Measuring User Retention with Hadoop and Hive by Daniel Russo.
From the post:
The Hadoop ecosystem is comprised of numerous technologies that can work together to provide a powerful and scalable mechanism for analyzing and deriving insight from large quantities of data.
In an effort to showcase the flexibility and raw power of queries that can be performed over large datasets stored in Hadoop, this post is written to demonstrate an example use case. The specific goal is to produce data related to user retention, an important metric for all product companies to analyze and understand.
Motivation: Why User Retention?
Broadly speaking, when equipped with the appropriate tools and data, we can enable our team and our customers to better understand the factors that drive user engagement and to ultimately make decisions that deliver better products to market.
User retention measures speak to the core of product quality by answering a crucial question about how the product resonates with users. In the case of apps (mobile or otherwise), that question is: “how many days does it take for users to stop using (or uninstall) the app?”.

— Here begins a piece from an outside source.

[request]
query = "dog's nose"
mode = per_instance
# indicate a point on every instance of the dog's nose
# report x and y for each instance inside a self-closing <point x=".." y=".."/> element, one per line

Pinch Media (now Flurry) delivered a formative presentation early in the AppStore’s history. Among numerous insights collected from their dataset was the following slide, which detailed patterns in user retention across all apps implementing their tracking SDK:
I mention this example because:
- User retention is the measure of an app’s success or failure.*
- Hadoop and Hive skill sets are good ones pick up.
* I have a pronounced fondness for requirements and the documenting of the same. Others prefer unit/user/interface/final tests. Still others prefer formal proofs of “correctness.” All pale beside the test of “user retention.” If users keep using an application, what other measure would be meaningful?